By Arab News
By Faisal Mrza*
Oil markets were disappointing last week, as reports of stocks oversupply and poor economic numbers sent prices tumbling.
The International Energy Agency (IEA) has succeeded in paving the way for a low oil price environment by promoting poor oil demand growth globally with unjustified pessimism and weak arguments. The IEA’s gloomy outlook managed to set the stage for Brent to hover near $70 per barrel and WTI to flirt with $60 per barrel (the lowest levels since April 2018).
By the weekend, prices fell about 20 percent from their October highs, with Brent at $70.18 per barrel and WTI down to $60.19 per barrel. The drop in WTI prices for a tenth day is the longest losing streak in at least three decades. It is the fifth straight week of losses for crude futures.
Crude prices took a nosedive as waivers on Iranian sanctions and rising supplies offset export- cut concerns. The oil market is delinking somewhat from equities, which have largely been rebounding since early November. The surge in supplies has helped to drive bullish speculators out of the paper market. This in turn has weakened the underlying structure of oil futures, creating a discount for near-term contracts compared to longer-dated ones. Consequently, the bulls are challenged to prove themselves correct in such unpredictable times.
US crude stocks increased for the seventh consecutive week. This left domestic crude stocks nearly 37 million barrels higher than they were in mid-September as a result of US weekly crude oil production that jumped to the highest on record. Also, the global supply outlook has improved with the restart of Libya’s oil production to 1.25 million barrels per day. All Libya’s oil fields and ports are operating, although protesters are once again threatening a shutdown of El Sharara, the largest producing field. All these bearish developments have put massive downward pressure on oil prices.
Other developments in the physical market that sent the oil-market bears into a frenzy are soaring freight rates, amid rising shipments from the Arabian Gulf to China. Refining margins also slumped further across all regions in October. Light products contributed to the weak margin, as Naphtha and LPG crack spreads fell throughout the month and undermined rises in middle distillate and fuel oil crack spreads.
Gasoline was predominantly responsible for much of this weakness. Gasoline crack spreads in the US Gulf coast, Northwest Europe and the Mediterranean have fallen steadily since August and by the end of October hit their lowest level since mid-2014. Gasoline margins turned negative in China, but diesel demand remains robust and expectations are for exports of both products to increase, which could weigh on Singapore prices.
US gasoline prices have come under pressure from rising stocks, slow demand and a looming switch to winter-grade products. Weak gasoline margins kept Naphtha prices soft amid slackening demand, while high freight rates pressured export interest.
It appears that the weakness in gasoline markets may partly be a result of US President Donald Trump’s intention to allow a higher ethanol blend in the national specification for summer gasoline.

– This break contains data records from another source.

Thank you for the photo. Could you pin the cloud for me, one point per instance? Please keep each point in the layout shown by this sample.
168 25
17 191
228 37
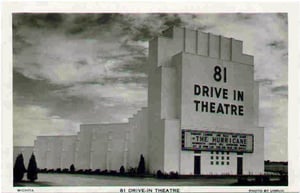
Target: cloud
93 67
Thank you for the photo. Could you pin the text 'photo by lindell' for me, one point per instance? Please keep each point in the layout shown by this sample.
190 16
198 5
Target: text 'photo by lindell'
179 99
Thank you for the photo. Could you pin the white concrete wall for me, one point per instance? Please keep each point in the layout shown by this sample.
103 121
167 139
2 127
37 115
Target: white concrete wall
102 146
179 60
40 151
83 147
54 152
68 151
138 144
26 151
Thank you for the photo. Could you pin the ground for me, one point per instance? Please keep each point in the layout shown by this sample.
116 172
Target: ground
101 180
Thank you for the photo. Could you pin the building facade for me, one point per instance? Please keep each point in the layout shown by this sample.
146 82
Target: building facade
203 105
26 151
202 115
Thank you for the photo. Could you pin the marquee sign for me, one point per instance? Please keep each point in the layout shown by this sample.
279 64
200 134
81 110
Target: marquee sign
216 141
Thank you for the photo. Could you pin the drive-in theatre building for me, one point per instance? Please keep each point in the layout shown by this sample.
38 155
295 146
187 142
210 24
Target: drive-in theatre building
202 114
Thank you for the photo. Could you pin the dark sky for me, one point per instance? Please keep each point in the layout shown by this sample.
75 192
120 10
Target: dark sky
91 68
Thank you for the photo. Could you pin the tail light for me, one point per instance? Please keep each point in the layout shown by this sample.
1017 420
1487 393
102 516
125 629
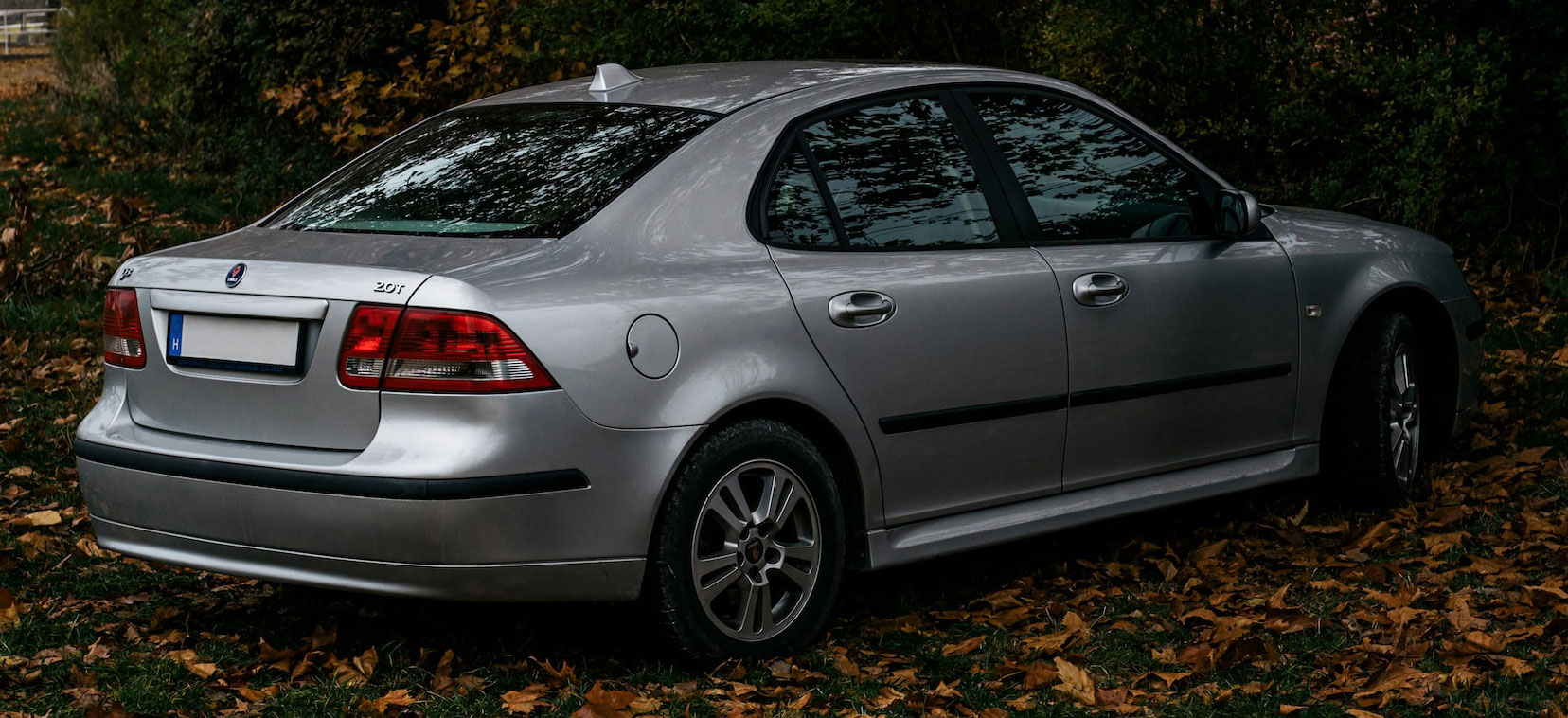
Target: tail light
365 345
122 342
432 350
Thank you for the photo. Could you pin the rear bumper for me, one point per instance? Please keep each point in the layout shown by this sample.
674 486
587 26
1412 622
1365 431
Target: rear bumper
611 579
499 497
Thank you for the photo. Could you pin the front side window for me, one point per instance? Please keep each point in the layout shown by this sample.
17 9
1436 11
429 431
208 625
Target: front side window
1089 179
497 171
898 176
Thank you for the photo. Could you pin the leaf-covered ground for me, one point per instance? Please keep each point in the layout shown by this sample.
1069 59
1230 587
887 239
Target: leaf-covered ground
1274 602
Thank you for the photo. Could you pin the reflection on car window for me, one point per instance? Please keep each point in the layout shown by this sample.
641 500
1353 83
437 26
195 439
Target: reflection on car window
1085 177
502 170
900 177
797 215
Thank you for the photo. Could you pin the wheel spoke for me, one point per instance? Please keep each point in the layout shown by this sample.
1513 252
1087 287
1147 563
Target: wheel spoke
1400 372
788 507
720 585
734 522
748 607
797 574
774 488
807 554
709 565
765 608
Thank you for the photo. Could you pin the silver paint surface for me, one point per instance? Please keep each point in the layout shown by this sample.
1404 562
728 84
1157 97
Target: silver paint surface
972 327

The key motive for allowing an E15 ethanol blend in the summer appears to be to try to push down the price of gasoline at the pump by adding about 400,000 to 500,000 barrels per day of a cheaper product to the US gasoline pool. This change would have been ineffective after the summer high gasoline demand season and will leave some additional unwanted volumes of gasoline in the US upon the upcoming winter season and the low demand for gasoline.
With the start of the Iranian sanctions, and a month prior to the critical 175th meeting of the OPEC Conference, due to be held on Dec. 6, there will be many considerations for the new oil output strategy in order not to flood the market while keeping it well balanced. This comes at a time when Goldman Sachs emphasized that there will be an oil shortage in 2020 as a result of a lack of upstream investment.
The OPEC/non-OPEC Joint Ministerial Monitoring Committee (JMMC), chaired by Saudi Arabia, will meet today in Abu Dhabi to assess market conditions and discuss next steps. In its October meeting, the JMMC has already directed its Joint Technical Committee (JTC) to continue to study the 2019 outlook and present options on 2019 production levels to prevent the reemergence of a market imbalance.